Cattle futures close higher

Cattle country was quiet following the distribution of the new showlists. Ready numbers appear to be larger in Nebraska and Texas, somewhat smaller in Colorado and Kansas, but generally steady over the larger area. A few showlists have been priced around 150.00 in the South and 240.00 in the North. Significant volume will probably be delayed until Wednesday or Thursday. The Monday kill was estimated at 113,000 head, 5,000 more than last week, but 5,000 less than last year.

Boxed beef cutout values were steady to firm on light to moderate demand and light offerings. Choice boxed beef was up .10 at 253.32, and select was .49 higher at 248.64.

Strong triple digit gains developed in the live cattle contracts on the Chicago Mercantile Exchange on Monday. Traders continued to focus on the losses seen last week, and the potential to cover positions at the end of the month. Fundamentals have not changed, but there seems to be very little significance to push prices aggressively higher over the coming days. June settled 1.40 higher at 149.80, and August was 1.97 higher at 150.00.

Firm buyer support jumped back into the feeder cattle futures as live cattle contracts have become the driver, and sparked some short covering in the lightly traded session. It is expected activity will remain light through most of the week, which may help draw additional buyer interest back into the seemingly oversold market. August futures finished 1.95 higher at 219.20, and September was up 1.97 at 217.87.

Feeder cattle receipts at the Joplin Regional Stockyards on Monday totaled 5,000 head. Compared to last week, steer and heifer calves opened steady to weak, and yearlings were weak to 3.00 lower. Demand for feeders’ is good and the supply is moderate. Feeder steers medium and large 1 weighing 500 to 600 pounds traded from 255.00 to 291.00. 5 to 6 weight heifers brought 231.00 to 244.00 per hundredweight.

Mixed trade was evident in the lean pit with the nearby contracts holding moderate losses following the rally in hog numbers in Friday’s hogs and pigs report. Triple digit gains were seen in the deferred contracts as the expectations that farrowing’s will ease through the next several months and should tighten up supplies over the long term. July settled .80 lower at 74.65, and August was down .85 at 71.97.

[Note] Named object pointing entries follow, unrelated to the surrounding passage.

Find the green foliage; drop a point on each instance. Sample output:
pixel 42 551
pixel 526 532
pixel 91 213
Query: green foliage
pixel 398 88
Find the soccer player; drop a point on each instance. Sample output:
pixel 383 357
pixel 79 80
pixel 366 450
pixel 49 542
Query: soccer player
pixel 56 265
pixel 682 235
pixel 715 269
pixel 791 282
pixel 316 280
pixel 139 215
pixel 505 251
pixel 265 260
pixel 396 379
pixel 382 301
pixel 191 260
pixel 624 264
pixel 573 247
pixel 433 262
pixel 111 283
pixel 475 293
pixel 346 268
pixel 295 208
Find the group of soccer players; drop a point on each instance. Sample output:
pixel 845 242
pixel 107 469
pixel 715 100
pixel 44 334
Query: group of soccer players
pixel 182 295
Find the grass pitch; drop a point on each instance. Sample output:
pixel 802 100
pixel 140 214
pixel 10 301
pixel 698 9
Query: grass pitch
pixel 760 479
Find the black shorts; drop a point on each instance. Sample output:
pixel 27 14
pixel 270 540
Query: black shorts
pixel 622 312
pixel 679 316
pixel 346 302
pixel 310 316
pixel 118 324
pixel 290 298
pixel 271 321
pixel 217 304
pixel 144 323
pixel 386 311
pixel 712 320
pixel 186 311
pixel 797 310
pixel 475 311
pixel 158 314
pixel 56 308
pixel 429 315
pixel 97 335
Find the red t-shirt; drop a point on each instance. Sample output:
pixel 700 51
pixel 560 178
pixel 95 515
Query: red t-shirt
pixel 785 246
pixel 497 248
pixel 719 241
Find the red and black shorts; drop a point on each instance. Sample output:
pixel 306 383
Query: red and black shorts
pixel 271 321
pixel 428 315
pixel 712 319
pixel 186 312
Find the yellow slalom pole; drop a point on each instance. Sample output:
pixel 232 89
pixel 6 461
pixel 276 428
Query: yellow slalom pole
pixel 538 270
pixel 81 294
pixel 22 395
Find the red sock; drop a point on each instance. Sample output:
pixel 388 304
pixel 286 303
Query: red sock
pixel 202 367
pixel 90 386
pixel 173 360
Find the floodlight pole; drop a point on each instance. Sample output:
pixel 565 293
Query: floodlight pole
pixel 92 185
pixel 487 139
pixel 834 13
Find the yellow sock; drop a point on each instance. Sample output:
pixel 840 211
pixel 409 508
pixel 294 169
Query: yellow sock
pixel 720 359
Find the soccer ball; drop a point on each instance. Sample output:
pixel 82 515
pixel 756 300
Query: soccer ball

Barrows and gilts in the Iowa/Minnesota direct trade closed .47 higher at 74.63 weighted average on a carcass basis, the West was up .53 at 74.58, and nationally the market was .53 higher at 73.52. Midwest hogs on a live basis were steady from 47.00 to 60.00.

The pork carcass cutout value was 1.18 higher FOB plant at 82.91. Bellies and ribs were both over 3.00 higher.

The June 1 hog inventory released on Friday confirmed a smaller than expected breeding herd and more modest summer and fall farrowing intentions. Such surprising news should help support deferred lean futures early this week.

Monday’s hog kill was estimated by USDA at 424,000 head, 7,000 greater than last week, and 19,000 more than last year.